Kepala BPBD Kota Tangerang, Mahdiar, mengatakan bahwa sirine bukan sekadar bunyi, tetapi merupakan bagian dari sistem peringatan dini yang dirancang untuk menyelamatkan nyawa. Warga diimbau untuk tetap mengikuti informasi resmi pemerintah, waspada terhadap perubahan kondisi, dan melapor segera bila kondisi darurat terjadi.

Namun, laporan terpisah menyebutkan bahwa penanganan banjir masih terkendala minimnya peralatan kebencanaan, seperti perahu dan pompa air yang diperlukan untuk operasional di lapangan. Kondisi ini menjadi tantangan bagi BPBD di tengah meningkatnya jumlah wilayah terdampak.

Reaksi dan Kehidupan Warga

Video sirine yang meraung beredar cepat di media sosial dan grup WhatsApp warga. Banyak yang bereaksi dengan kekhawatiran, doa, dan upaya persiapan evakuasi mandiri.

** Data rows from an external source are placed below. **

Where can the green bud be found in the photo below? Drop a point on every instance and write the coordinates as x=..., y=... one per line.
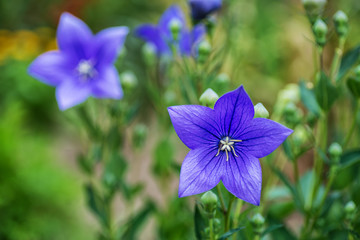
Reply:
x=222, y=82
x=314, y=8
x=300, y=135
x=341, y=23
x=320, y=30
x=350, y=207
x=258, y=222
x=204, y=51
x=128, y=80
x=139, y=135
x=209, y=98
x=209, y=200
x=149, y=53
x=170, y=98
x=260, y=111
x=335, y=151
x=175, y=26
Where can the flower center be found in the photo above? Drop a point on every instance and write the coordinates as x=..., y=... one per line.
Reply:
x=86, y=69
x=227, y=145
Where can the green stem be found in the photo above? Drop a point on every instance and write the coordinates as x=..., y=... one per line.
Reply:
x=228, y=214
x=353, y=124
x=337, y=60
x=221, y=197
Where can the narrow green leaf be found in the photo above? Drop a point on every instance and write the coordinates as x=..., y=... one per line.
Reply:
x=229, y=233
x=308, y=99
x=348, y=61
x=354, y=86
x=198, y=222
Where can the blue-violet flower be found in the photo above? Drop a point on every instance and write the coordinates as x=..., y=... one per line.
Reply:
x=200, y=9
x=225, y=144
x=161, y=37
x=83, y=65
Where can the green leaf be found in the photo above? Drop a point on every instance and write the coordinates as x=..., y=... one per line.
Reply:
x=348, y=61
x=133, y=225
x=354, y=86
x=229, y=233
x=308, y=99
x=325, y=92
x=198, y=222
x=272, y=228
x=350, y=158
x=96, y=204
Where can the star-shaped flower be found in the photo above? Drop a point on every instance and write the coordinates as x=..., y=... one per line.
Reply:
x=161, y=37
x=83, y=65
x=225, y=144
x=200, y=9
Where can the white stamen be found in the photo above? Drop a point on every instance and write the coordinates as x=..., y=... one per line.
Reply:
x=86, y=69
x=227, y=145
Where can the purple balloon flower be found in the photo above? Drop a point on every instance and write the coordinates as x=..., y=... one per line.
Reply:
x=83, y=65
x=161, y=37
x=200, y=9
x=225, y=144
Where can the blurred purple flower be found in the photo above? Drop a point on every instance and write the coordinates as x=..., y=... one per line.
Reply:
x=200, y=9
x=83, y=65
x=161, y=37
x=225, y=144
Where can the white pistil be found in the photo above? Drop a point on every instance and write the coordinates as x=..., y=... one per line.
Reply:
x=227, y=145
x=86, y=69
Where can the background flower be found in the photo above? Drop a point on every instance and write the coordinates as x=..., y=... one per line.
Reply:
x=225, y=144
x=161, y=37
x=200, y=9
x=83, y=65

Komentar warga berkisar dari harapan agar air cepat surut, hingga kekhawatiran akan barang-barang milik mereka yang sudah mulai terendam.

Beberapa warga setempat juga terpaksa menunda aktivitas ekonomi dan sekolah, karena genangan air membuat mobilitas menjadi sulit. Jalan utama pada beberapa titik berubah menjadi lautan kecil yang membutuhkan kehati-hatian ekstra.

Catatan dan Imbauan Terakhir

Meski sampai saat ini belum ada laporan resmi mengenai korban jiwa, keadaan ini tetap serius. Pemerintah daerah terus mengimbau warga untuk tetap waspada, memantau perkembangan cuaca, serta segera pindah ke tempat aman bila situasi memburuk.

Warga juga diingatkan agar tidak melewati daerah banjir sendirian, terutama bila arus air semakin kuat, karena bisa membahayakan keselamatan.